SUPERINTELLEGENCE – Review by Martha K Baker
Back in the 19th century, hortatory novels, like Anne of Green Gables, extended sermons beyond Sundays by exhorting readers to behave. Melissa McCarthy and Ben Falcone have extended those exhortations into their holiday movie,Superintelligence. For all the laughs, it preaches but blessedly falls a skosh shy of being sanctimonious.
McCarthy plays Carol, dubbed as “the most average person on earth.” Her best friend (the sweetheart Bryan Tyree Henry) calls her “Care Bear.” Where Carol once worked for Silicon Valley, she now works to do good (note her Notorious RBG tee shirt). Holding the title of Miss Average catches the attention of a superintelligence, that is, of artificial intelligence. His voice resounds as that of James Corden, the actor/singer/chat show host who is Carol’s fav celeb. It is said to be calming, which Carole will need as A.I. chooses her to learn about humanity. If it doesn’t like what it sees and hears, it’s going to fricassee the human race. No pressure, Care Bear.
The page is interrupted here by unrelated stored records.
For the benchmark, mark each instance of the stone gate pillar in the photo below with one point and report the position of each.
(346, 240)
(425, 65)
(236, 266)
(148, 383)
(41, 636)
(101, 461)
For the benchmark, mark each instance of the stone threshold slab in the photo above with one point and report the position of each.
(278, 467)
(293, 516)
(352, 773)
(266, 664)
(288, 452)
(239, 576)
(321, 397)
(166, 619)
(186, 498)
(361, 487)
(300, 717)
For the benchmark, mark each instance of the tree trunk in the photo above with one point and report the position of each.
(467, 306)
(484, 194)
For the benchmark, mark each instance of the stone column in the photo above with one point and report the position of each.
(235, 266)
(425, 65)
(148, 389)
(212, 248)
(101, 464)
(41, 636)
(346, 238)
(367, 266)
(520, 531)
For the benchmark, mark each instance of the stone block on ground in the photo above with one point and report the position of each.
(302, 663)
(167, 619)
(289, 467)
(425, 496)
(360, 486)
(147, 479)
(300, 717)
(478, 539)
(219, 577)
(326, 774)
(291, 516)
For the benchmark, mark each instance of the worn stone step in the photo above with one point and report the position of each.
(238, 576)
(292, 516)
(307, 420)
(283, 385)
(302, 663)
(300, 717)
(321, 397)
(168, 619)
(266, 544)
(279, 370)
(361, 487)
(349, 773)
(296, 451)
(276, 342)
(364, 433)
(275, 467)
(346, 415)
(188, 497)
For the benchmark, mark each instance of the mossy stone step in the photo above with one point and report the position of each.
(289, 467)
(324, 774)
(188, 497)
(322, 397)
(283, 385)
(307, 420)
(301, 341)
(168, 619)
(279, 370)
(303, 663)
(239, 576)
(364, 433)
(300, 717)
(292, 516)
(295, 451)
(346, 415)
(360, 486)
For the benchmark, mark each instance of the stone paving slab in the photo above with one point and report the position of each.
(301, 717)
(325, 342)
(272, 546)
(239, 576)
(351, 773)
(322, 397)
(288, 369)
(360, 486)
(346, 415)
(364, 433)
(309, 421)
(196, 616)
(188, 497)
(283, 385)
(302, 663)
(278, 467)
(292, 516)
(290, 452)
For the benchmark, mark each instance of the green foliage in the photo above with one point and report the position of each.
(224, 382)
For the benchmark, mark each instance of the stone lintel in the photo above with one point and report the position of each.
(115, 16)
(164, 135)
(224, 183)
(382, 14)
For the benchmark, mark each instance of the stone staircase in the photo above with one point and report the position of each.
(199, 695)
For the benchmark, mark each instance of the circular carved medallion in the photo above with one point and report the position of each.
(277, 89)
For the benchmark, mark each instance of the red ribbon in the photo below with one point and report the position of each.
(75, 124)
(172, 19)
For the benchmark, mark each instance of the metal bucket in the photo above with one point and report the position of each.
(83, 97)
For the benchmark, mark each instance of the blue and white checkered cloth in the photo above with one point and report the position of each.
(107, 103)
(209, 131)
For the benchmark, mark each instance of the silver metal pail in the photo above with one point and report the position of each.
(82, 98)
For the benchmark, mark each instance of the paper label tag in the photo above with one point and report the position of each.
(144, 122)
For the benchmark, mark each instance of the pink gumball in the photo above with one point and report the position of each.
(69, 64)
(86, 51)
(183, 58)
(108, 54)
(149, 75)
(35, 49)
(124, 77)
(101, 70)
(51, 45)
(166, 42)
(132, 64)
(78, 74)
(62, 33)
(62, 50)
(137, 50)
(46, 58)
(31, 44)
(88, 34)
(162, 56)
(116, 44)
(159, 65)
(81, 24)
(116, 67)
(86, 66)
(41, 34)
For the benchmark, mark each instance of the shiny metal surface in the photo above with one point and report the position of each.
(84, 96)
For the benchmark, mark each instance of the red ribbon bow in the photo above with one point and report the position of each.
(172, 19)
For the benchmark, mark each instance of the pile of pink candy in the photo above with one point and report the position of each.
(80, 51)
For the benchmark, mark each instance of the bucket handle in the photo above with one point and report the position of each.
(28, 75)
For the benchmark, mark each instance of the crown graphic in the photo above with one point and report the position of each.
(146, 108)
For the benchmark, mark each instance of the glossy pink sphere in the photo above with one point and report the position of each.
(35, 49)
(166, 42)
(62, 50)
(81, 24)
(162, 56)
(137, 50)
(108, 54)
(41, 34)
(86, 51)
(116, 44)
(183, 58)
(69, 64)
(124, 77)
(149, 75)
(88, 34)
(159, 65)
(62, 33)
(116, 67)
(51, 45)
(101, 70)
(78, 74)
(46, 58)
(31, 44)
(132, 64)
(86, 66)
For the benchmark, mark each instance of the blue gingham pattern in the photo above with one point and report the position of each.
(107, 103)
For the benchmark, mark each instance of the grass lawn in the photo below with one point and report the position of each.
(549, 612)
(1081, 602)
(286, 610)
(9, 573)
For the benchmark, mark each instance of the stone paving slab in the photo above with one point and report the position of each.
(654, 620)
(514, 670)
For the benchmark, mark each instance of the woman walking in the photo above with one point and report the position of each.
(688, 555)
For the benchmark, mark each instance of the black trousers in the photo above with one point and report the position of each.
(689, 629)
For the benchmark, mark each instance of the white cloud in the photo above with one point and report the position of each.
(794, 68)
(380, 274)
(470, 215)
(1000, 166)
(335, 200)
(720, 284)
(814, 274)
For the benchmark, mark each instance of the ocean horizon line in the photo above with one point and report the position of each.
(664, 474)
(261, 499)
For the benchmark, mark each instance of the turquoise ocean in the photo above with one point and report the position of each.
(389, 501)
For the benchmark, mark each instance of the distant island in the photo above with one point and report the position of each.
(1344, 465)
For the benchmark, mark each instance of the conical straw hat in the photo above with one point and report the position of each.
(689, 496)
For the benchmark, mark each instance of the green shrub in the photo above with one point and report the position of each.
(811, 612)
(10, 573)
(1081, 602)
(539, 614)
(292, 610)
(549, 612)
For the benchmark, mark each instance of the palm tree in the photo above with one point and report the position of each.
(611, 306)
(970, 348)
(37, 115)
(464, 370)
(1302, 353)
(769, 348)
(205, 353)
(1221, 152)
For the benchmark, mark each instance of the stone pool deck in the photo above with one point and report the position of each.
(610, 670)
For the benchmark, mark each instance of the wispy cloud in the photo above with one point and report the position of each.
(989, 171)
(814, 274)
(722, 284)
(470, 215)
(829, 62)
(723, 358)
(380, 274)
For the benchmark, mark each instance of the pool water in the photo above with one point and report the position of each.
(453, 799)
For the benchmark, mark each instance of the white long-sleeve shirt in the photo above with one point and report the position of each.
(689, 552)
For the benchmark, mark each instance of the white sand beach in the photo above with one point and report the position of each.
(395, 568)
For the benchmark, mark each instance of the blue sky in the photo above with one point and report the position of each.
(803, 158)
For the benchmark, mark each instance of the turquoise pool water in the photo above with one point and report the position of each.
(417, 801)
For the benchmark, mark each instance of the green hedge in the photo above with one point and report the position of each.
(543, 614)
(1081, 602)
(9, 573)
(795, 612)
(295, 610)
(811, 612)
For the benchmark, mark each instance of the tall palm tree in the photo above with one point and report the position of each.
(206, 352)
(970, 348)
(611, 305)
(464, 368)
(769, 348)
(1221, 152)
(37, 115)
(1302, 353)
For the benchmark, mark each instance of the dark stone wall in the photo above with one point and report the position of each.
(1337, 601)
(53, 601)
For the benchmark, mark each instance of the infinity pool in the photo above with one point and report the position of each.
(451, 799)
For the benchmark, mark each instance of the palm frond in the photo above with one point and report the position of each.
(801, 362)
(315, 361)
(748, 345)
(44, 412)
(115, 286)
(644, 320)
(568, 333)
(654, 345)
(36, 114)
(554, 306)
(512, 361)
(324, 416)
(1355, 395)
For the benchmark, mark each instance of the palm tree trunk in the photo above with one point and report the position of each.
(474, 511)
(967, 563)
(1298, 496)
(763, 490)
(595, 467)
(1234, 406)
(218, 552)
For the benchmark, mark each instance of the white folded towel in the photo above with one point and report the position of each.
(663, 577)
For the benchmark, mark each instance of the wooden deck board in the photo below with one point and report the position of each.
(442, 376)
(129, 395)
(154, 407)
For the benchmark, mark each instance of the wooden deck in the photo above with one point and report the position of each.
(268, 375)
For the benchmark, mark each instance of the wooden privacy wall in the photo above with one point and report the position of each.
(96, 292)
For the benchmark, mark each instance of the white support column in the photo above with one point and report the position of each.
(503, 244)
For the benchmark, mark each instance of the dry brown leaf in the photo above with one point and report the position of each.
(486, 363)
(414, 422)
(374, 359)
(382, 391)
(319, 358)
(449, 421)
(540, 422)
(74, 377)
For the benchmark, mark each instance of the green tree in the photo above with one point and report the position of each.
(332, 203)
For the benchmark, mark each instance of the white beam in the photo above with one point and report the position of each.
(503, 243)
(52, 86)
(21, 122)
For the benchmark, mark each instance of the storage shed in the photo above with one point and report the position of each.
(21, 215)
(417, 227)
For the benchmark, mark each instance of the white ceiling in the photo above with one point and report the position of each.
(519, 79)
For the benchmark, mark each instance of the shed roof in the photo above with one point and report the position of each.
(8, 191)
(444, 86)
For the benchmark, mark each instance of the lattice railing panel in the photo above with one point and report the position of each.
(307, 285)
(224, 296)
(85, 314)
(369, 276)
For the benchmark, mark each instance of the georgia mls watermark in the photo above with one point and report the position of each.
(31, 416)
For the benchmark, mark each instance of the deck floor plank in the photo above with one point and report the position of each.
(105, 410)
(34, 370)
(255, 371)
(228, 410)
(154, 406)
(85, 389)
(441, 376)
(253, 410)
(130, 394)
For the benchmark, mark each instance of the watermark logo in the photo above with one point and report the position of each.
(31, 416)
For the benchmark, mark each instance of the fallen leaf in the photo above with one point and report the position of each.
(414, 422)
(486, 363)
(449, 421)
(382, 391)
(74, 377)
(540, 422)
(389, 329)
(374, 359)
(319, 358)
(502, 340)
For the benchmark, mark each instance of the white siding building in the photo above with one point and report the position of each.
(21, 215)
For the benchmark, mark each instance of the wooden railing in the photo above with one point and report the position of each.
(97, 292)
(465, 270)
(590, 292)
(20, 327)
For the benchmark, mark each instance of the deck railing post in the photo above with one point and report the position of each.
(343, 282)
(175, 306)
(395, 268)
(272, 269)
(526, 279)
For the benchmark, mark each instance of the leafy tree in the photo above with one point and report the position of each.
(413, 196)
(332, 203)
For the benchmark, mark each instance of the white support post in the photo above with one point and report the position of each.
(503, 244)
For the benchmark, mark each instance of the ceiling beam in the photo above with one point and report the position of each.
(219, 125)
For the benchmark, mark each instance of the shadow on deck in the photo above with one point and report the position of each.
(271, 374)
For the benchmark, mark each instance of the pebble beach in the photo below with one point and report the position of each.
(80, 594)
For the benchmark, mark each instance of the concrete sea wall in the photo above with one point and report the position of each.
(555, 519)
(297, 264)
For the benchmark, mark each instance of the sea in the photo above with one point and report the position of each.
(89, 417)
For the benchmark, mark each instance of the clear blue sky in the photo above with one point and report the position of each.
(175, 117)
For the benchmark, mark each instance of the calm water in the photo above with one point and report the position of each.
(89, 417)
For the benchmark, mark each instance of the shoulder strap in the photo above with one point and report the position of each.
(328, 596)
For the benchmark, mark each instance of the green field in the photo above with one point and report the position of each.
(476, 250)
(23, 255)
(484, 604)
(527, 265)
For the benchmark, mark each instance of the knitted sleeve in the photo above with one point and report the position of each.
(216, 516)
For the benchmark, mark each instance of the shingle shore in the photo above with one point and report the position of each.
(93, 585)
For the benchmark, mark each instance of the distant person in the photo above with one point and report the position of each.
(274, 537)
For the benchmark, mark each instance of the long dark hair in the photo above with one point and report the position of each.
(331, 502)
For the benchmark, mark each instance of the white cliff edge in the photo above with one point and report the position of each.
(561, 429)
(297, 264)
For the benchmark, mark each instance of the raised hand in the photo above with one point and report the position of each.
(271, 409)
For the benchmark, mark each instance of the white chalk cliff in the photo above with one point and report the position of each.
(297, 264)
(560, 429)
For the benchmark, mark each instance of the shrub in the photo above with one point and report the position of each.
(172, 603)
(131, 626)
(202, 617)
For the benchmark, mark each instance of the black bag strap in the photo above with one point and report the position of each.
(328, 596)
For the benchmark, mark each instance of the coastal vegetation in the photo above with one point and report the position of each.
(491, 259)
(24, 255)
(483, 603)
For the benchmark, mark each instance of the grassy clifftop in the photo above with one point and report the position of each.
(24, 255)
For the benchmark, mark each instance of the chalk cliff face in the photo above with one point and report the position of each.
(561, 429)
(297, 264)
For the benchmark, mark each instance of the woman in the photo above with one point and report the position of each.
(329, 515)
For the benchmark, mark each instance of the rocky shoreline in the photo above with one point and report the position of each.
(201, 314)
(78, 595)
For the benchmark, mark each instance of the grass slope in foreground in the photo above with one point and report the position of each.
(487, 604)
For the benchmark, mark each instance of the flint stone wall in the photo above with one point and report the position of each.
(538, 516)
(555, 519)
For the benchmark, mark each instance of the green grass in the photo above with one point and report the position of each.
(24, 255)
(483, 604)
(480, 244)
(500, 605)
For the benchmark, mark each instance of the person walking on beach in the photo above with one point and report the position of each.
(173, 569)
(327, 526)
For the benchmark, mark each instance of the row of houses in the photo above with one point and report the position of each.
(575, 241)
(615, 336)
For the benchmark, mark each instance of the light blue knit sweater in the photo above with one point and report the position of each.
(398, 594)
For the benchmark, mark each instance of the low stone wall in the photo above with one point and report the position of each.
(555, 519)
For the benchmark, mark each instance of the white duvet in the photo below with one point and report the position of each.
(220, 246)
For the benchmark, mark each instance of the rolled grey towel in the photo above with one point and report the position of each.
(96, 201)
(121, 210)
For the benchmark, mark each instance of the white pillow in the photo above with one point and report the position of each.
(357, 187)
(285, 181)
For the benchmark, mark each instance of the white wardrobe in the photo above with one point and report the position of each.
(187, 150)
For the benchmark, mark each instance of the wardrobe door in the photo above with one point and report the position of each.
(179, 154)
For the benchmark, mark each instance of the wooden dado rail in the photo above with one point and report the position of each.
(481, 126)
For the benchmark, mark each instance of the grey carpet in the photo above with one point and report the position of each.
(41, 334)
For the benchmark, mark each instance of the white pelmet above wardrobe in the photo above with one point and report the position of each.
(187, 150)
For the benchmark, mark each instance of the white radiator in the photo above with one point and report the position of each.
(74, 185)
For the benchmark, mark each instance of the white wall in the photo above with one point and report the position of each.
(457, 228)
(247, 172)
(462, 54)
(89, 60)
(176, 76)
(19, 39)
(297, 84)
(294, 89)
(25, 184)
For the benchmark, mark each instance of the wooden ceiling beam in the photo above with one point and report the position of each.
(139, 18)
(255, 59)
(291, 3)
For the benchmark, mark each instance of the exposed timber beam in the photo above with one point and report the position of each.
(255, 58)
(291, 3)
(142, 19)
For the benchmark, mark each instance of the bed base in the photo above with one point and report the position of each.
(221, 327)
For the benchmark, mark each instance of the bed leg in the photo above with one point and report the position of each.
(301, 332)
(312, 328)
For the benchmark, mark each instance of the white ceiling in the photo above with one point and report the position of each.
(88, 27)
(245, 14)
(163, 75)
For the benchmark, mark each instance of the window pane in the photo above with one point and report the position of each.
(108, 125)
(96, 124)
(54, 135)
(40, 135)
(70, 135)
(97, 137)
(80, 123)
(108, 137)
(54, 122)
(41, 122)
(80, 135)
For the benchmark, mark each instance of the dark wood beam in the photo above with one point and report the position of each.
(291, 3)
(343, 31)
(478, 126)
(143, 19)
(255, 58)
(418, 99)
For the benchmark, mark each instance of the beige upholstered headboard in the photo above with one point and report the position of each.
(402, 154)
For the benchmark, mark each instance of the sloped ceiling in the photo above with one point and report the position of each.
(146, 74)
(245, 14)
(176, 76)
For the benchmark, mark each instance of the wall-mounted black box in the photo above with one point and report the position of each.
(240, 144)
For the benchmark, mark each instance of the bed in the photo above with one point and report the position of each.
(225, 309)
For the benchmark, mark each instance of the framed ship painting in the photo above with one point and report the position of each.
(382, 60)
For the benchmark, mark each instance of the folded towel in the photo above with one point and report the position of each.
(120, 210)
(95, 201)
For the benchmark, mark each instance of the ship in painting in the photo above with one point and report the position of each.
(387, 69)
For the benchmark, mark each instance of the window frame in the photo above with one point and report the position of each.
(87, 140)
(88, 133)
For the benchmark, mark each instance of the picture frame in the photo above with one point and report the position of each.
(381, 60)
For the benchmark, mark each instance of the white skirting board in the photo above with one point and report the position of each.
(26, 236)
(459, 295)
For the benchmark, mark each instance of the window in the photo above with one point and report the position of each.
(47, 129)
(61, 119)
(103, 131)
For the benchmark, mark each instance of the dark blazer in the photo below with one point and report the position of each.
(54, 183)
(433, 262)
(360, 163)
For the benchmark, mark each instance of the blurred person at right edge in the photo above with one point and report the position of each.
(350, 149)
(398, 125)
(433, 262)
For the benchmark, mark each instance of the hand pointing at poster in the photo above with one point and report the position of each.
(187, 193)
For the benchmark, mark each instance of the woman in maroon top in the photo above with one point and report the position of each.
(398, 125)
McCarthy is so good at physical comedy (well, you try to interview in a bean bag), but she’s also good at cheekily preaching and re-acting. The cast around her buoys her like, well, a bean bag although Bobby Cannavale is a tad odd as Carol’s old boyfriend. Funny boy Sam Richardson (Detroiters) pairs well with Ben Falcone (McCarthy’s husband and the film’s director). By speed-speaking the script by Steve Mallory (The Boss), the cast pays homage to Amy Sherman-Palladino’s terraced dialogues for Gilmore Girls, wherein McCarthy played Sookie, the cook. Lines are frisky and funny: Carol’s black and white dress suggests a bar code; a woman in the ubiquitous urban black dress, elicits a “Sorry for your loss.”
McCarthy as Carol takes herself seriously as the last option for humanity. That makes the final warning, “Don’t be late!” all the more hortatory for all humanity.
It’s a massive moral wrapped in founts of fun. Plus, Superintelligence does not take superintelligence to enjoy.